The worker was sacked after his bosses discovered he had been sending personal messages on an account that had been set up for work.
The European Court of Human Rights (ECHR) heard he had been made aware from the outset by his employer of surveillance of the Yahoo message account.
When bosses discovered a raft of ‘highly personal’ messages to his fiancée and brother sent in work time, the engineer was fired.
However, he took his case to the ECHR claiming a violation of his rights to personal correspondence.
Eight judges sided 7 – 1 that it was not unreasonable for an employer to verify that employees are completing their professional tasks during working hours.
The employer in this case had made it clear to employees that they were banned from sending personal messages while at work. When the employee in this case denied doing so, the investigation had to review his emails to establish the truth of the matter.
The court’s decision binds Britain because it has ratified the European Convention on Human Rights and lawyers have said it will guide the European Union’s top tribunal in future cases and rulings.
However, the monitoring of emails, websites visited on computers at work and mobile phone usage is not a new thing in the UK.

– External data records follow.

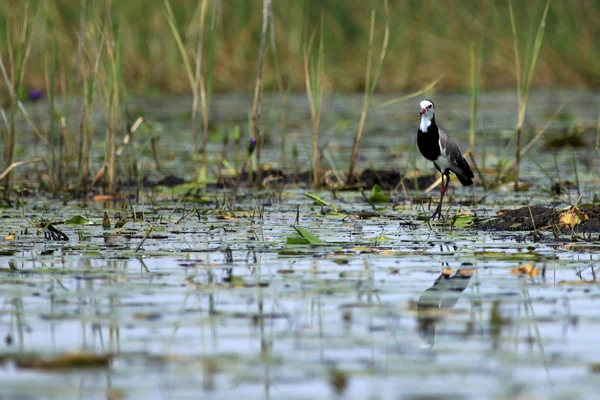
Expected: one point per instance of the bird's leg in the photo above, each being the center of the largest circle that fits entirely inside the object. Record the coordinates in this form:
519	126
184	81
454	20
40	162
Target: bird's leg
443	188
438	210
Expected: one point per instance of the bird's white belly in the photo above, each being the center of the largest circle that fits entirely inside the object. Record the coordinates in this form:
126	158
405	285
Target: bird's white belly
443	163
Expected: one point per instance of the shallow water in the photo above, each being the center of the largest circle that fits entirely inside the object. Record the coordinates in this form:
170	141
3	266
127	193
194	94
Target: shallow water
219	305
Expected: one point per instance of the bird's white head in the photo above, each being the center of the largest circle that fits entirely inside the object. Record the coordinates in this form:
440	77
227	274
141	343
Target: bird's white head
427	109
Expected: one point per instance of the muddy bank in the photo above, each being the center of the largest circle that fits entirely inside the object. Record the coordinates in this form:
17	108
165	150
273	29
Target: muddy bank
585	218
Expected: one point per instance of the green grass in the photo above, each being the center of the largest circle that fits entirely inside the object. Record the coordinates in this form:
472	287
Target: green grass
92	55
427	38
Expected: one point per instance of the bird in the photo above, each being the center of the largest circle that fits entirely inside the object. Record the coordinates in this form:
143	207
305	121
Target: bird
437	146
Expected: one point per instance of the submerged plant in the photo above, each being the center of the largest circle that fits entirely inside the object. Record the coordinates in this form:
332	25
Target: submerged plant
524	76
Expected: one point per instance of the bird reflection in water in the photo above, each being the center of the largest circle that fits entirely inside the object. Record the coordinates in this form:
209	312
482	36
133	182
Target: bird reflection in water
439	298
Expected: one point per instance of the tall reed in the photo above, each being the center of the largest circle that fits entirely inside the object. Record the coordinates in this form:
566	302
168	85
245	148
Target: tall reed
19	50
524	77
195	79
314	71
370	85
258	87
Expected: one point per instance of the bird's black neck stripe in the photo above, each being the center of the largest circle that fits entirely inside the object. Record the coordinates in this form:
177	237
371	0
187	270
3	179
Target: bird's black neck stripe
429	141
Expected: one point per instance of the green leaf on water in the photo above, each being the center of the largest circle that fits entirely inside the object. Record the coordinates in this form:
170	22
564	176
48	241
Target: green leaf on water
77	220
296	240
463	220
308	236
320	201
378	195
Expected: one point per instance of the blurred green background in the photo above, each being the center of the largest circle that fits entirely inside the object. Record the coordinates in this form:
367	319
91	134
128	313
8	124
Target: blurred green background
428	38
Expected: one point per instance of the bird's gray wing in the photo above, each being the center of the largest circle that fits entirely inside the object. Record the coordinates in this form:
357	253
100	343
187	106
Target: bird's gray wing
452	153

It is estimated that up to 90 per cent of jobs now involve computers and many employers have a policy in place to govern this.
It is not uncommon for an internet and email policy to be contained in the employee handbook or the employment contract. It should make it clear whether or not employees can send personal emails from work accounts.
The policy should also be clear about the monitoring systems in place, as the use of covert monitoring will always be extremely difficult to justify.
While some employees may hold the mistaken belief that deleting files will leave them in the clear, almost all companies keep multiple back-ups of everything ever saved on their computer system.
For employees perhaps the simplest piece of advice is; do not send anything from a work account that you are not be happy for the boss to see.